The first thing that struck me with the new master of Orion is the 3D, you can zoom and pan in the galactic view, the interaction with alien leaders are more natural than simple animations, and the game generally looks nice. The main drawback is that this stresses the graphic card, which on my laptop means a noisy ventilator and quick battery drain. It also means that in windowed mode, the graphics are low resolution (non retina). I’m ok with full-screen games, but not if you have to wait nearly a minute for the alien’s turn to be executed. Master of Orion is not exactly devoid of text, so having low-resolution graphics is a pain.

While the game borrows a lot from its predecessors, the game mechanics have been tweaked. The most significant change is space travel. Solar systems are not just dots, but have multiple planets and multiple warp-points, ships can travel from one system to another if there is a path between two of theses points. Exploration and expansion is constrained by these paths, with the occasional wormhole; there is no notion of fuel range. There is a new type of spaceship, the space-factory, which can build things at the warp-points and on gas giants and asteroid belts.

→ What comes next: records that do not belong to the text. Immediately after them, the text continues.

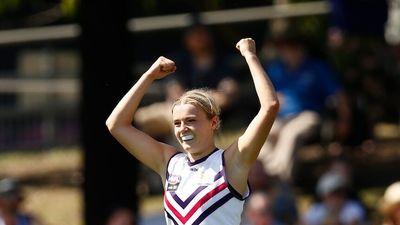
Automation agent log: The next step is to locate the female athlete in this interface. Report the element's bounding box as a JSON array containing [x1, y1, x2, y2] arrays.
[[106, 38, 279, 225]]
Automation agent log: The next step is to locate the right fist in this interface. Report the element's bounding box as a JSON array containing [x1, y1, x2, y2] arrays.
[[146, 56, 176, 80]]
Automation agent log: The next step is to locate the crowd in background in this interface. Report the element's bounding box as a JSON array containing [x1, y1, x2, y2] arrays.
[[131, 11, 400, 225], [2, 1, 400, 224]]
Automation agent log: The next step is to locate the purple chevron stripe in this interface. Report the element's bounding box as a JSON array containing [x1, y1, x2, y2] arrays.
[[168, 168, 225, 209], [214, 169, 224, 181], [192, 193, 234, 225], [170, 185, 207, 209], [165, 210, 179, 225]]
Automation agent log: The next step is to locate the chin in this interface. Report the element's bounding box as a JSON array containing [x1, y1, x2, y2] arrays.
[[182, 144, 199, 154], [182, 144, 193, 152]]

Building a military outpost at a warp-point prevents fleets from getting in or out of the system, this makes diplomacy and open border treaties interesting. Building StarGates is also much more interesting, they don’t make travel faster, they make it possible, so you colonise systems which are not connected to your empire, and then connect them, even if some other empire controls the space in between.

Spying also has changed: agents each have a name, a level and can have a different mission. They can infiltrate an empire or a precise system. When they are captured, they can be held prisoner and exchanged during diplomatic negotiations. I really like this change, which makes spying a much more interesting strategy.

Leaders are one aspect of the game which has not changed, which I found a bit disappointing. There is master of Orion clone for iOS called Starbase Orion, it has an interesting system for leaders: first they do not apply only with one player, instead there is a bidding system; second, leaders have a richer set of skills than simply giving bonuses, some gave racial abilities, other some technology, other even let you build some special units. Getting one or the other leader would affect the overall strategy. Going back to a system of leaders appear at random and just offer bonuses felt like a step backward.

Still overall I like this new version of the game, and I recommend it to any person who like the original Master of Orion II game. Just wish they would fix the windowed resolution problem.